İstanbul Bilgi Üniversitesi Travma ve Afet Çalışmaları Uygulamalı Ruh Sağlığı Yüksek Lisans Programı Koordinatörü Prof. Dr. Tamer Aker, iklim krizinin olumsuz etkilerine dikkati çekmek amacıyla MaratHOME projesi kapsamında maraton koşularına başladı.
Üniversiteden yapılan açıklamaya göre, İstanbul Bilgi Üniversitesi Travma ve Afet Çalışmaları Uygulamalı Ruh Sağlığı Yüksek Lisans Programı Koordinatörü Prof. Dr.
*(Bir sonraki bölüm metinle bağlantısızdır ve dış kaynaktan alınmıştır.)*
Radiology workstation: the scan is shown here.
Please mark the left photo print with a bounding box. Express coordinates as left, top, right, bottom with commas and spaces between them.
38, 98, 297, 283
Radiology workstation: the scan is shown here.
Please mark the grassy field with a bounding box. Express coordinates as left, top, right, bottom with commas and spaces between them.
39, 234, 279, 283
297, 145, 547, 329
Tamer Aker, iklim krizinin olumsuz etkilerine dikkati çekmek amacıyla İstanbul Bilgi Üniversitesi iş birliği ve Daikin sponsorluğunda maraton koşularına başladı.
MaratHOME projesi kapsamında ilk olarak Türkiye’de Sapanca ormanlarında ve Tuz Gölü’nde koşan Aker, iklim değişikliğinden olumsuz etkilenen Grönland, Yeni Zelanda ve Peru Machu Picchu’da koşacak.
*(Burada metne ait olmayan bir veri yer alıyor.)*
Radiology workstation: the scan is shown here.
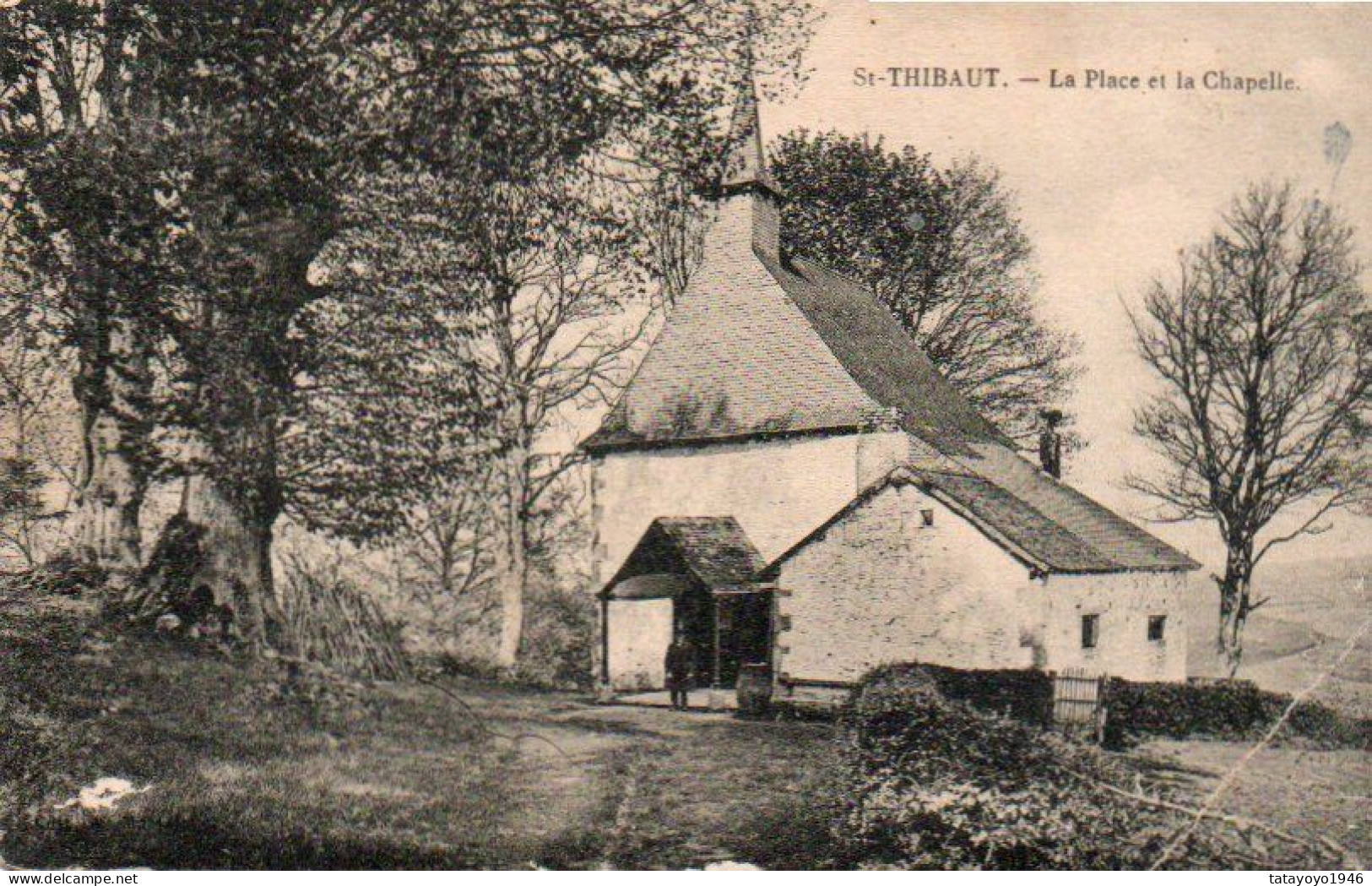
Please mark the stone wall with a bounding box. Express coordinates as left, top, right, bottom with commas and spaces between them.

Açıklamada görüşlerine yer verilen Aker, iklim krizinin insanın yaşadığı gezegendeki tarihinin en önemli sorunlarından biri olarak gittikçe derinleştiğini bildirdi.
Neredeyse hayatın her alanında bu sorunu çok belirgin olarak hissetmeye başladıklarını aktaran Aker, “Sıcaklık artışları, yangınlar, seller, tarım alanlarındaki değişiklikler, hayvan ve bitki habitatlarının değişmesi, türlerin kaybolması, sulama ve temiz suya ulaşmadaki kısıtlılıklar, göçler, düzensiz kentleşme, yoksullaşma ve yoksunlaşma iklim değişikliğinin sonuçları olarak ortaya çıkıyor. MaratHOME, iklim krizinin bu etkilerine karşı farkındalık yaratmak amacıyla hayata geçirmek istediğimiz bir proje oldu.” ifadelerini kullandı.
Tuz Gölü’nden Machu Picchu’ya
Aker, MaratHOME projesinde dünyanın farklı coğrafyalarında maraton mesafesi kadar koşular yapmayı planladıklarını belirterek, şunları kaydetti:
“Bu coğrafyaları seçerken memleketi, Türkiye’yi önceledik. Yerlerin seçiminde ise iklim değişikliğinin özellikle etkilediği doğal alanlara dikkat çekmeye çalıştık. Sapanca ormanları ve Tuz Gölü ile koşulara başladık. Önümüzdeki etaplardan ilki ise iklim değişikliğinden önemli ölçüde etkilenen buzullar, yani Grönland olacak. İkincisi Güneş’in Dünya topraklarında doğduğu, görüldüğü ilk kara parçası olan Yeni Zelanda. Koşuyu bu kara parçasında tam da o noktada yapmayı planladık. Son olarak ise Güney Amerika’da yine iklim değişikliğinden önemli ölçüde etkilenen dağları, Machu Picchu’yu seçtik. Dağ aynı zamanda insanın doğaya karşı olan tahakküm, iktidar mücadelesinin de önemli sembollerinden.”
MaratHOME projesinin iklim krizine yönelik bir farkındalık projesi olarak başladığını aktaran Aker, proje kapsamında 6 Şubat depremini yaşayan çocuklara yönelik yardım koşuları da düzenlediklerini kaydetti.
Aker, MaratHome projelerinin, yaşanan son depremle birlikte bir yardım çağrısına da dönüştüğünü bildirerek, “AÇEV’in Mutlu Çantam Projesi’ne dâhil olduk. MaratHOME koştukça AÇEV kanalı ile toplanan bağışlar, depremden etkilenen çocuklara kitap, kırtasiye, oyuncak barındıran paketlere dönüştü.” açıklamasında bulundu.